To the uninitiated this might not seem like such an earth-shattering revelation, and perhaps it isn’t, but in the age of sound bites and short attention spans, it made for pithy press.
“And almost immediately I was quoted in business publications around the world,” writes Zuckerberg. “‘Pick three’ had gone viral.”
Not one to let an opportunity go to waste, and seeing publications filling column space with her words and ideas, she decided to get in on the action and convert her idea into cash, namely by expanding and expounding on an idea that could easily be encapsulated in the short space available for a social media update and turning it into a book.
She looks in some detail at each of the five categories, allotting chapters to each, and discusses their relevance and importance in a clear and simple-worded manner designed to be not too overly intellectually taxing to those struggling with the underlying concepts behind such lofty subject matter.
She gives sample calendar days to show readers how they might better allocate and prioritise their time, with helpful to-do lists to further illustrate the complexity of her arcane system – eg Monday, September 4: To Do: Family, Sleep, Fitness. Tuesday, September 5: To Do: Work, Friends, Family. Wednesday ... well you get the basic idea.

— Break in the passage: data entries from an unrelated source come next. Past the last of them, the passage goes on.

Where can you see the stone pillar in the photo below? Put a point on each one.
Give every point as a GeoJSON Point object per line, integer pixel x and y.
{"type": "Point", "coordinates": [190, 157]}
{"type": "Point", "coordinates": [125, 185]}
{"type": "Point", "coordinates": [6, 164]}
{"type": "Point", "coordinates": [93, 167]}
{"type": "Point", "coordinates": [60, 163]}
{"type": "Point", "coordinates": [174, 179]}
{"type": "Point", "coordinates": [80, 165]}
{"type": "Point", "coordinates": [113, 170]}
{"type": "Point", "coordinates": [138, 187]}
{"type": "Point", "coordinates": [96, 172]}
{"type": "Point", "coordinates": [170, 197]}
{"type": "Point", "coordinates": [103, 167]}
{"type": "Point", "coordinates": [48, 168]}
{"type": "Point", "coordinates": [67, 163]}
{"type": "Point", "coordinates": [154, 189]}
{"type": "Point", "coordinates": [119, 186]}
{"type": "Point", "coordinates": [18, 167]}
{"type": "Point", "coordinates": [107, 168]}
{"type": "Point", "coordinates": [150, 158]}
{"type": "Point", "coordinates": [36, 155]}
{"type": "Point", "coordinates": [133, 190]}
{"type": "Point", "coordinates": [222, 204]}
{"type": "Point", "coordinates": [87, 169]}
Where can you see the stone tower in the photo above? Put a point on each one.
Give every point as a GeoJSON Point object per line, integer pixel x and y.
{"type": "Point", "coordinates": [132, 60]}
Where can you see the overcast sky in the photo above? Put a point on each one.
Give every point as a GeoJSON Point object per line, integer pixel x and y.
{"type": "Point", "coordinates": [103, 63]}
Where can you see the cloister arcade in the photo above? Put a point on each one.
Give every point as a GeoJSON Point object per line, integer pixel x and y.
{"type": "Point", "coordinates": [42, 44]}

She even provides handy chapter summaries that encapsulate and reinforce the content and further bolsters the book’s meagre substance with worksheets containing blanks to be filled in, so the reader can track goals against actual achievements and rate and rank themselves under headings and titles like Passionista and Superhero, to mention two (albeit reluctantly, but not without a certain amount of disingenuous glee).
Experts are consulted and quoted to give a semblance of depth and rigour. “... forty hours straight is as much as I’m willing to do,” says one Dr Adam Griesemer, a paediatric organ transplant surgeon, when talking about the number of hours he is prepared to go without sleep. “After that, I don’t think it’s ethically correct to stay awake longer.”
Zuckerberg lionises the doctor for his work ethic, writing, in characteristic repetition and paraphrasing, of him “routinely staying awake for thirty to forty hours straight to ensure safe pickup, delivery, and operation.” Though she qualifies this by pointing out the obvious, saying that he is “literally sleep deprived.”
The book is interesting, both as an insight into the thought processes of an inveterate overachiever, and in how it reflects on the mind-set of a certain privileged sub-section of the American population. But where it excels is in its almost compellingly fascinating ability to convey so little in so many words.